Jeszcze nie czas na Polskę
O organizację Euro 2029 starały się Polska, Niemcy oraz Dania wspólnie ze Szwecją.
PZPN wskazał w swojej aplikacji osiem aren w siedmiu miastach: w Białymstoku, Gdańsku, Krakowie (stadion Wisły), Szczecinie, Warszawie (PGE Narodowy oraz stadion Legii), Wrocławiu i Zabrzu. Wszystkie samorządy zadeklarowały gotowość do współpracy i w pełni zaangażowały się w przygotowanie aplikacji.
W Gdańsku miały się odbyć trzy mecze grupowe - w tym, co ważne mecz Polek - ćwierćfinał i półfinał. W sumie aż pięć meczów. Finał miał być na Stadionie Narodowym w Warszawie.
Niestety, Komitet Wykonawczy UEFA zdecydowała inaczej. W środę, 3 grudnia, organizacja podała, że organizatorem europejskich finałów 2029 będą Niemcy.
Niemcy poprzednio były gospodarzem kobiecego Euro w 1989 i 2001 roku.
Turniej za cztery lata będzie rozgrywany w Monachium, Frankfurcie, Kolonii, Dusseldorfie, Dortmundzie, Hanowerze, Wolfsburgu i Lipsku.

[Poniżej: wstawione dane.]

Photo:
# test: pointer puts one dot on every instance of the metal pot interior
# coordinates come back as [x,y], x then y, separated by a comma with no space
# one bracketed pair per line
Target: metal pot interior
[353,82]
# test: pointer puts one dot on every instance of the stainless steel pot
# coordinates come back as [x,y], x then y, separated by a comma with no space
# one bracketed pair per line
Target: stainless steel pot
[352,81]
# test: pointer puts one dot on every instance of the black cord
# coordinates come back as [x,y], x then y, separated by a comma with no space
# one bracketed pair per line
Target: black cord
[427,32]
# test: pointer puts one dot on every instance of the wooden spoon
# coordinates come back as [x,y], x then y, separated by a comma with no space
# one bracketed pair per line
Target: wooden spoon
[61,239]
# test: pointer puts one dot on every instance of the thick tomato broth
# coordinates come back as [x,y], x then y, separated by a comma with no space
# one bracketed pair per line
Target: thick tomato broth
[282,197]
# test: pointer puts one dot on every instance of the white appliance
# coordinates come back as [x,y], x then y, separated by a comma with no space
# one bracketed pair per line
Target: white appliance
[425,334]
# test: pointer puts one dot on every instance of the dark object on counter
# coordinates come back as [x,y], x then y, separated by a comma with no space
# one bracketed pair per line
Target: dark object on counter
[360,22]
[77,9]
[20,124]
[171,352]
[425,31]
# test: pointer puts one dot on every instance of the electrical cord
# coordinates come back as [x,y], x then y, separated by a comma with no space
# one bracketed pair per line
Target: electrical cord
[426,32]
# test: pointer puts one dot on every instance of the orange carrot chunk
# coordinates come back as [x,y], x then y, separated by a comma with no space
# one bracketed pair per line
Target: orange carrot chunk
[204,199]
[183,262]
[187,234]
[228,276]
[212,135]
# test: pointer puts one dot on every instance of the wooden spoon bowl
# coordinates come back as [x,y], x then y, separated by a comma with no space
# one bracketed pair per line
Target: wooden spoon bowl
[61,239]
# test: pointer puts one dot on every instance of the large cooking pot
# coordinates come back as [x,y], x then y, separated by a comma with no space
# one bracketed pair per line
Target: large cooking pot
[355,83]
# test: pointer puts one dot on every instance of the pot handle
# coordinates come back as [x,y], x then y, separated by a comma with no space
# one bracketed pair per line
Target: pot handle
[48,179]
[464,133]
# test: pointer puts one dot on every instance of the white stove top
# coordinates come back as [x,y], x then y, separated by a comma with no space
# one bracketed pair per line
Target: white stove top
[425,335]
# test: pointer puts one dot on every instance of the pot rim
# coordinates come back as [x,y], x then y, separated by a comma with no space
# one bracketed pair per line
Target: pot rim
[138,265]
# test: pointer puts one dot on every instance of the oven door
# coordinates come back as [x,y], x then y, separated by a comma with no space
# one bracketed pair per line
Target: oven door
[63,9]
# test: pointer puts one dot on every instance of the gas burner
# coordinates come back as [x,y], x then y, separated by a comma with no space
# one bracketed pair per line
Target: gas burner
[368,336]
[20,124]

Polska - Słowenia 1:0. Chłodna kalkulacja dała zwycięstwo
Jak napisał portal Deutsche Welle, niemiecki związek piłkarski DFB obiecał, że będą to pierwsze Mistrzostwa Europy Kobiet, które przyniosą zysk. Wyliczenie opiera się na prognozach sprzedaży ponad miliona biletów, zaangażowaniu finansowym miast-gospodarzy oraz wsparciu niemieckiego biznesu. Ponieważ żadne poprzednie Mistrzostwa Europy Kobiet nie przyniosły zysku, ten właśnie argument mógł być kluczowy dla dyrektorów z UEFA.

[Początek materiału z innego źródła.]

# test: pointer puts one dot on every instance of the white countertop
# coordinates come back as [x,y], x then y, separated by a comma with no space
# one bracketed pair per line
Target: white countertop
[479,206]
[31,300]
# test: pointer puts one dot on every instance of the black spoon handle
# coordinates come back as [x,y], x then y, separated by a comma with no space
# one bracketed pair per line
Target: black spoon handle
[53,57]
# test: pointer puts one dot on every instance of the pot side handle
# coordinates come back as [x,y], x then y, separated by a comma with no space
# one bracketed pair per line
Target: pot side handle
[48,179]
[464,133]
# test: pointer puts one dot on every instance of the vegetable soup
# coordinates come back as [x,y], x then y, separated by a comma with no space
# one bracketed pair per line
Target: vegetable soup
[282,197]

Jak pisze DW, UEFA straciła około 35 milionów Euro na ostatnich mistrzostwach Europy kobiet w Szwajcarii.
Polki zagrają w Gdańsku w 2026 roku z Francją, Holandią i Irlandią w ramach Dywizji A Ligi Narodów. To będą równocześnie eliminacje do Mistrzostw Świata Brazylia 2027.